HomeInsightsDirect marketing tick-boxes: is your website compliant?


+44 (0)20 7612 9612

The retailer unsuccessfully argued that a pre-ticked box (or soft opt-in) amounted to consent to receive direct marketing

In a case that sees direct marketing being fully argued in the courts for the first time in the UK, the claimant, Mr Mansfield, had registered his details with John Lewis via the Waitrose website to have access to delivery information only accessible to registered users. He subsequently received direct marketing communications from John Lewis. In the County Court Mr Mansfield argued that he had not consented to receive direct marketing and therefore John Lewis was in breach of Regulation 22 of the Privacy and Electronic Communications (EC Directive) Regulation 2003 (PECR). The County Court upheld Mr Mansfield’s claim and awarded him damages.

John Lewis unsuccessfully argued that Mr Mansfield was caught by the ‘soft opt-in’ exception set out in Regulation 22(3) of PECR; John Lewis essentially argued that a pre-ticked consent box amounted to Mr Mansfield having the opportunity to opt-out and therefore he was deemed to have consented.

The ‘soft opt-in’ exception makes it easier for organisations to obtain the consent to send direct marketing to existing customers

The Information Commissioner’s Office explains ‘soft opt-in’ by stating that organisations can send marketing texts and emails to an individual where: 

– they have obtained the contact details in the course of a sale (or negotiations for a sale) of a product or service to that person;
– they are only marketing their own similar products or services; and
– they gave the person a simple opportunity to refuse or opt out of the marketing, both when first collecting the details and in every message after that.

This ‘soft opt-in’ rule is a limited exception to the rule that organisations must have obtained an individual’s specific consent before direct marketing to them.

Why wasn’t John Lewis protected by ‘soft opt-in’?

The court’s decision that John Lewis did not benefit from the ‘soft opt-in’ goes to the root of Mr Mansfield’s claim and the county court’s decision.
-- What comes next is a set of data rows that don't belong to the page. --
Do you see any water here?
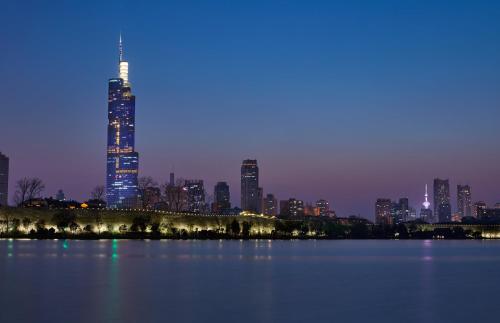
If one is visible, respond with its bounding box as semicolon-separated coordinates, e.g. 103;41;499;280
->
0;240;500;323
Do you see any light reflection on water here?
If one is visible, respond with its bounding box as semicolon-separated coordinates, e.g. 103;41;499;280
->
0;240;500;322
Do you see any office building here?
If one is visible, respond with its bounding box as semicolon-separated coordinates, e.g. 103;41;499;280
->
241;159;262;214
184;179;206;213
0;152;9;206
375;198;393;225
212;182;231;214
457;185;472;218
263;194;278;216
434;178;451;222
106;36;139;208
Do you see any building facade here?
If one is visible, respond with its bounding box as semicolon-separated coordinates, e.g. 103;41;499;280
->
212;182;231;214
241;159;262;213
457;185;472;218
263;194;278;216
472;201;488;219
184;179;206;213
0;152;9;206
375;199;393;225
106;37;139;208
316;199;330;216
434;178;451;222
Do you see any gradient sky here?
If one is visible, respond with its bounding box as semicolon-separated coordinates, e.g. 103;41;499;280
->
0;0;500;218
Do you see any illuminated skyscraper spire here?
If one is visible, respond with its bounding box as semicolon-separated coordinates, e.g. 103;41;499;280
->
119;33;123;62
118;33;130;86
422;184;431;209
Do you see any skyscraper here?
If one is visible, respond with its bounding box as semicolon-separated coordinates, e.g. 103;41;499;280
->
263;194;278;216
375;199;393;224
212;182;231;213
185;179;206;213
0;152;9;206
241;159;262;213
457;185;472;218
106;35;139;208
316;199;330;216
472;201;488;219
434;178;451;222
420;184;435;223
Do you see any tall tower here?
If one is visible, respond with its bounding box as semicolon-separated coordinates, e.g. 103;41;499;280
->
422;184;431;210
241;159;262;213
457;185;472;217
434;178;451;222
106;35;139;208
0;152;9;206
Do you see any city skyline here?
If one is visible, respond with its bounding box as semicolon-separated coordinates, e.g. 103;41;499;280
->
0;0;500;219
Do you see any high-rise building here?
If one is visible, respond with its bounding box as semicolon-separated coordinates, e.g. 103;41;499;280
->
420;184;435;223
316;199;330;216
472;201;488;219
457;185;472;218
106;36;139;208
375;199;393;224
434;178;451;222
212;182;231;213
288;198;305;216
241;159;262;213
263;194;278;216
398;197;410;222
185;179;206;213
0;152;9;206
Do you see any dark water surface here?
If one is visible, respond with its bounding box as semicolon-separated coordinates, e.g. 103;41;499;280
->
0;240;500;323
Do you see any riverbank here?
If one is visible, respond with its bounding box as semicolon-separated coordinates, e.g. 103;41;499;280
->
0;208;500;240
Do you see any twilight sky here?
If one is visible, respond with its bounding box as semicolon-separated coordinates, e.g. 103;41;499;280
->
0;0;500;218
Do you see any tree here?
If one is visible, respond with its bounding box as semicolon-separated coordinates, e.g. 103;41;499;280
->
23;217;31;231
69;222;80;234
90;185;105;201
14;177;30;206
130;215;151;232
14;177;45;206
52;210;76;232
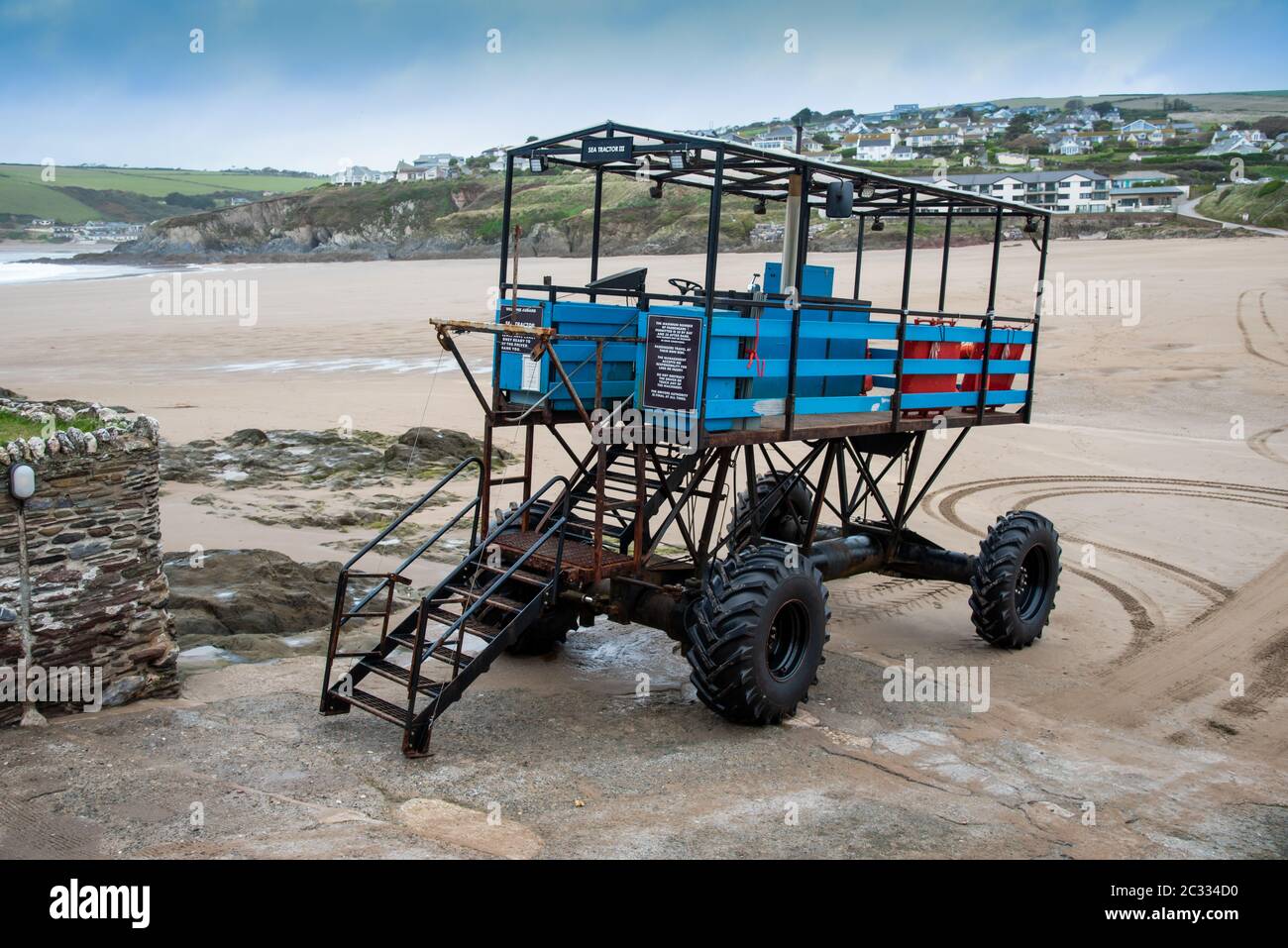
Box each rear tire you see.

The judgment in this case was based on whether or not registering with John Lewis’s site constituted a ‘negotiation for a sale of a product or service’. Significantly, the court did not deem that registering with a site can be considered to be negotiating for products and services. Effectively this meant that the tick-box relating to direct marketing could not be pre-ticked. Pre-ticking direct marketing tick-boxes is only available under the ‘soft opt-in’ exception where having the ‘opportunity to opt-out’ and not doing so is considered opting-in. In circumstances outside of the ‘soft opt-in’ limited exception retailers need express consent.

Pre-ticking tick-boxes will no longer be deemed as consent

The implications of this judgment are twofold:

(i) online retailers will not be allowed to include visitors who register, but do not purchase from their website, as ‘soft opt-in’; and
(ii) pre-ticking tick-boxes will not be seen as deemed consent except in limited circumstances.

These two implications could affect many online retailers, both in relation to direct marketing but also whenever tick-boxes are used. Another concern is that a successful claim against online retailers could lead to multiple users in the same situation bringing claims, amounting to potentially extremely high costs to them.

Cause for panic?

This case is perhaps not cause for panic, but it is certainly cause for alarm. County courts are not bound by their own decision and so this judgment will not force the hand of future county court hearings. However, this judgment is very much in line with the current judicial climate – where disputes in relation to privacy and data protection are resolved in favour of the individual – and it does not seem likely to change any time soon.

Retailers should bring their sites up to speed with data protection law 

Online retailers should take note of this case and use it as an opportunity to bring their own sites up to speed with data protection law and direct marketing. This will not simply involve un-ticking pre-ticked boxes as existing databases may need to be cleansed. ‘Soft opt-in’ was introduced over 10 years ago and is still a legitimate exception, but it is important to realise that it is a limited exception and may be applied narrowly.